Nollendorfs identified four pillars of exile communities and their cultural identity – organisations, culture, education and politics. He also underlined the valuable contributions that the exiles make when expressing their more open viewpoints formed by democratic traditions outside of their country of origin. An open and critical mind is very necessary when discussing the traumas of the Holocaust and the Soviet occupation, especially in post-Soviet Latvia and other countries.
Dr. Nollendorf´s statements set the guidelines for the presentations and discussions on Saturday the 20th of November 2010. All of the speakers demonstrated how archives, libraries, museums and doctoral researchers cope with the challenges to preserve the Baltic heritage, emphasising the German and European diasporas. Although each speaker approached the documentation process from a different angle, the common goal was to make the descriptions of exile experiences accessible for the following generations. About 20 participants from Latvia, Estonia, Lithuania, the USA, Great Britain and Germany shared their experiences in the hope of facilitating the development of a European network Baltic Exile in Germany and Western Europe concerning this special Baltic exile topic within the global Baltic Heritage Network (to be coordinated by the Latvian Center in Muenster (LCM).
In the evening the participants were invited to join the ceremony commemorating the occasion of the 92nd Latvian Independence Day at the LCM. The popular Latvian journalist and former graduate of the Muenster Latvian Gymnasium (High school), Dainis Mjartāns, spoke once again about the global network of the Latvian diaspora, specifically emphasising the role of the Latvian Gymnasium (high school) and later the Latvian Centre in Muenster.

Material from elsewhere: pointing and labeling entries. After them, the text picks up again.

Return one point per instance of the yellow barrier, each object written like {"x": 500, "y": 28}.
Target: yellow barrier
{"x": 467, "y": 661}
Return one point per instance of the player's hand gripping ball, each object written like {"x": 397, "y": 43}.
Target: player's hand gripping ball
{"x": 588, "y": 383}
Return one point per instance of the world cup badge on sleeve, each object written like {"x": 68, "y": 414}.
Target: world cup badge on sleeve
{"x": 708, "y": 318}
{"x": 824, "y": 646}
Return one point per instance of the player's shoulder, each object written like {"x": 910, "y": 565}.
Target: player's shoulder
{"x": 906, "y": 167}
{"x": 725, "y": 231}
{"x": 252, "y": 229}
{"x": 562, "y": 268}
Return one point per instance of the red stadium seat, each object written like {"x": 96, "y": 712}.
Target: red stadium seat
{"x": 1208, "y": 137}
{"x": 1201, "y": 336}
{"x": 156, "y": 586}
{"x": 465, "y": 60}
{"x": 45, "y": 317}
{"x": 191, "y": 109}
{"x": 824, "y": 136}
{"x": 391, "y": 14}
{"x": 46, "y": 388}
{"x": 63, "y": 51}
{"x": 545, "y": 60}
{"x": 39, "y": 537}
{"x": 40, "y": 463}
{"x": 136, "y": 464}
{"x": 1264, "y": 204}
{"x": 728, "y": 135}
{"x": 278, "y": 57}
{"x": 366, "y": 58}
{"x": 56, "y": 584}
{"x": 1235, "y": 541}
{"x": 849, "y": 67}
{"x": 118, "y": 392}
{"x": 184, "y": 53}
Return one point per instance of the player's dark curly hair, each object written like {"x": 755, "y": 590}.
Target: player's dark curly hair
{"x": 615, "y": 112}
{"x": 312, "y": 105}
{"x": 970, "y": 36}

The evening was rounded off with an impressive framework of music (the Balticoro choir from Hamburg) and Latvian culinary specialties.
On Sunday the 21st of November 2010, Dr Karlis Kangeris – a former inhabitant of the refugee camp on Grevener street in Muenster and an expert on Latvian exile history – led the group on a walking tour of Muenster showing the traces of Latvians throughout the city (from the Hanse days up to the Latvian Centre).